Aprovado pela Câmara, o texto deve seguir agora para análise do Senado. Para ambientalistas, a fragilidade na alteração é grave, pelo fato de que, em muitas áreas da Amazônia, por exemplo, é comum a situação em que há diversos requerentes para o mesmo espaço, com entrada no sistema do CAR. 

Relator defende mudança no projeto e nega votação posterior

O texto final do PL foi apresentado por seu relator, o deputado Bosco Saraiva (Solidariedade-AM). A reportagem questionou o parlamentar sobre as razões da mudança no texto após a aprovação. Por meio de mensagem, ele limitou-se a informar que “a mudança foi proposta pelo deputado Alessandro Molon (PSB-RJ) e aceita, porque o termo “CAR ATIVO” não existe, é uma redundância”.

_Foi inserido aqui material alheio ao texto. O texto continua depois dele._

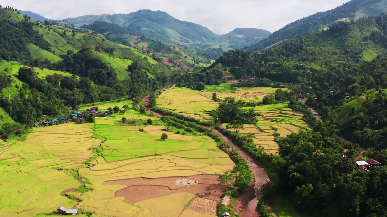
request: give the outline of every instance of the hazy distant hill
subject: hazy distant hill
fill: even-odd
[[[39,20],[39,21],[44,22],[45,20],[51,20],[51,19],[48,19],[43,16],[41,16],[37,14],[35,14],[29,10],[19,10],[19,12],[23,15],[27,15],[29,17],[31,17],[31,19],[34,20]]]
[[[105,21],[127,28],[138,35],[149,36],[181,45],[199,46],[215,53],[217,50],[224,51],[221,46],[226,50],[239,48],[256,43],[270,34],[265,30],[247,28],[237,29],[221,36],[200,25],[180,20],[165,12],[149,10],[127,14],[89,15],[65,20],[78,27]]]
[[[352,0],[334,9],[319,12],[288,24],[247,49],[253,51],[262,50],[286,40],[318,32],[338,21],[357,20],[386,11],[386,0]]]
[[[267,30],[254,28],[238,28],[221,37],[222,43],[230,47],[238,49],[244,44],[253,44],[267,38],[271,33]]]

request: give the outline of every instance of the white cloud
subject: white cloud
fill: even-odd
[[[142,9],[164,11],[180,20],[200,24],[223,34],[236,28],[274,32],[348,0],[3,0],[0,4],[62,19],[90,14],[128,14]]]

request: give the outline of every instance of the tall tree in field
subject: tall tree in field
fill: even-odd
[[[216,93],[212,93],[212,100],[214,102],[217,102],[217,96],[216,95]]]
[[[153,93],[149,95],[149,107],[151,108],[154,108],[156,107],[156,95]]]

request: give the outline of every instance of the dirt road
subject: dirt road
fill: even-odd
[[[175,85],[174,85],[173,86],[169,89],[166,89],[166,90],[170,90],[175,86]],[[144,105],[147,105],[146,103],[149,102],[147,97],[144,97],[144,100],[143,102],[146,102]],[[158,117],[163,116],[163,115],[154,112],[147,110],[146,112],[149,114],[152,113],[155,116]],[[259,196],[260,190],[263,185],[270,181],[267,174],[257,162],[226,136],[222,134],[219,131],[209,127],[202,126],[209,129],[216,133],[225,143],[229,144],[233,150],[237,150],[240,155],[245,159],[246,163],[253,172],[254,178],[251,185],[245,191],[245,193],[237,198],[234,209],[237,213],[238,213],[240,210],[241,210],[239,214],[239,216],[241,217],[258,217],[258,214],[255,211],[255,208],[259,202],[257,197]]]
[[[239,155],[245,158],[246,163],[253,172],[254,177],[253,182],[246,188],[245,193],[238,198],[234,208],[237,213],[240,210],[241,210],[239,214],[241,217],[257,217],[258,215],[255,212],[255,208],[259,202],[257,197],[263,185],[270,180],[267,174],[257,162],[219,131],[209,127],[203,126],[216,133],[225,143],[231,146],[233,150],[237,150]]]

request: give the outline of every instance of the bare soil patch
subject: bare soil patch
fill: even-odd
[[[200,213],[216,215],[216,206],[218,202],[205,198],[198,197],[192,201],[188,209]]]
[[[197,175],[185,179],[199,182],[193,185],[176,184],[175,182],[176,177],[155,179],[138,178],[107,181],[105,182],[105,184],[127,185],[127,187],[116,192],[115,195],[124,197],[124,202],[130,204],[180,192],[187,192],[196,195],[200,194],[203,198],[218,200],[220,200],[224,190],[218,185],[218,177],[214,175]]]

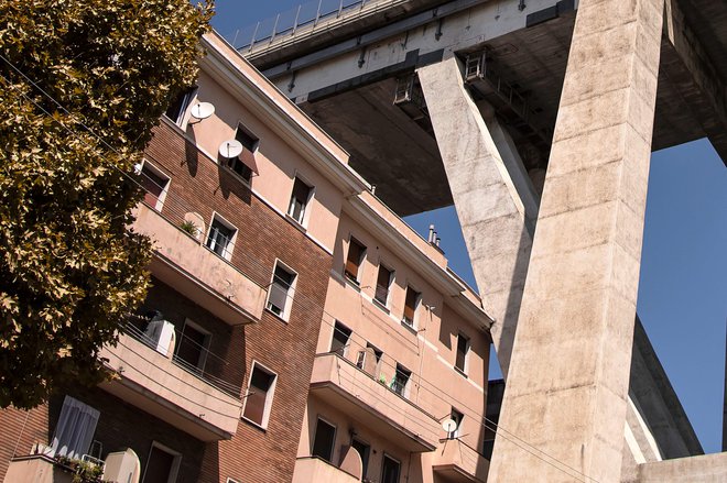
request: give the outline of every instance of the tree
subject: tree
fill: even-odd
[[[109,376],[99,350],[149,285],[130,174],[213,1],[0,0],[0,407]]]

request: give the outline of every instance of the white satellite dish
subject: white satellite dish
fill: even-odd
[[[238,140],[224,141],[219,145],[219,155],[227,158],[237,157],[242,154],[242,143]]]
[[[442,429],[447,431],[447,435],[449,435],[457,429],[457,421],[455,421],[452,418],[447,418],[444,421],[442,421]]]
[[[199,102],[192,106],[189,113],[195,119],[207,119],[215,113],[215,106],[213,106],[210,102]]]

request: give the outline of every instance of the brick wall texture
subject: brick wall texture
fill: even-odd
[[[238,229],[230,262],[248,277],[267,287],[276,260],[297,273],[287,321],[265,310],[254,323],[229,326],[155,279],[139,309],[140,314],[159,309],[178,329],[188,317],[208,330],[210,351],[221,355],[225,363],[208,358],[207,369],[239,386],[241,394],[253,361],[275,372],[270,420],[263,430],[241,419],[231,440],[205,444],[101,389],[68,392],[101,410],[96,439],[106,441],[105,453],[132,447],[143,464],[151,441],[158,440],[182,453],[177,479],[181,483],[225,483],[228,477],[239,482],[290,482],[332,256],[256,197],[234,173],[204,156],[165,122],[155,130],[148,161],[172,179],[161,210],[171,222],[181,224],[185,213],[196,212],[208,227],[213,212],[217,212]],[[26,413],[15,409],[0,411],[0,481],[21,429],[18,454],[28,454],[33,442],[47,442],[52,437],[63,402],[61,394],[57,397],[30,411],[28,418]]]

“O correto é ‘INSCRIÇÃO NO CAR’”, afirmou Saraiva. A afirmação foi desmentida por Molon, reconhecido por sua posição de defesa ao meio ambiente. “Em momento algum sugeri ou concordei com a supressão da palavra ‘ativo’. Ao contrário: o último texto que enviei para ele como sugestão para o trecho continha a expressão “CAR ativo”.

A assessoria legislativa do Partido Solidariedade informou, após a publicação da reportagem, que não houve mudança de texto após a aprovação do relatório, como informou a oposição, mas sim mudança em uma “subemenda, há menos de 30 minutos de o material ser aprovado.

Segundo a assessoria, o último parecer com protocolo foi apresentado às 18h35 e a votação ocorreu às 19h07. “O texto da redação final é idêntico ao texto do parecer que foi aprovado na forma da subemenda”, afirmou a assessoria.

“Votaram um texto cuja versão lida em Plenário e publicada às 18:08, foi alterada às 18:35, com dois artigos sofrendo profundas alterações de mérito”, afirmou Juliana de Paula Batista, advogada do Instituto Socioambiental (ISA). “O relator não comunicou aos deputados que estavam votando versão alterada nestes pontos, tampouco houve acolhimento de emenda que modificasse os artigos. Isso configura fraude no processo legislativo e violação do princípio democrático.”

O projeto de lei que altera a regularização fundiária de terras da União permite que esses processos sejam realizados por autodeclaração, ou seja, sem vistoria presencial do Instituto Nacional de Colonização e Reforma Agrária (Incra). Ambientalistas e críticos ao PL afirmam que, da forma como está, o projeto abre caminho à regularização de grandes áreas ocupadas ilegalmente por grileiros e desmatadores, permitindo dar a criminosos ambientais o título das propriedades. 

O presidente Jair Bolsonaro já havia editado uma medida provisória, chamada de MP da Grilagem, em dezembro de 2019, mas a medida caducou e não foi votada após seus 120 dias de validade. O texto que agora foi aprovado estabelece a ampliação de quatro para seis módulos fiscais no tamanho de imóveis que podem ser regularizados por meio de autodeclaração. O módulo fiscal é uma unidade em hectare definida pelo Incra para cada município do país, que varia de 5 a 110 hectares, conforme o Estado. 

A regularização de terras por meio de autodeclaração é baseada em informações fornecidas pelos próprios ocupantes do imóvel rural, sem a necessidade de uma inspeção de campo ou vistoria de autoridades no local.

Esse processo de declaração existe desde 2009, com a criação do programa Terra Legal, do antigo Ministério do Desenvolvimento Agrário. Sem a vistoria presencial para propriedades maiores, bastará a análise de documentos e de declaração do ocupante de que segue a legislação ambiental.

Ambientalistas afirmam que o projeto pode, em um segundo momento, revisar o marco temporal de 2008 e aumentar o tamanho das terras ocupadas passíveis de regularização. Do lado do governo, o argumento é de que, com títulos das terras, agricultores teriam segurança jurídica e poderiam ter acesso a crédito, bem como comercializar produtos com notas fiscais. Os apoiadores da proposta também sustentam que a matéria vai combater o desmatamento porque dará um "CPF" à propriedade e permitirá a fiscalização.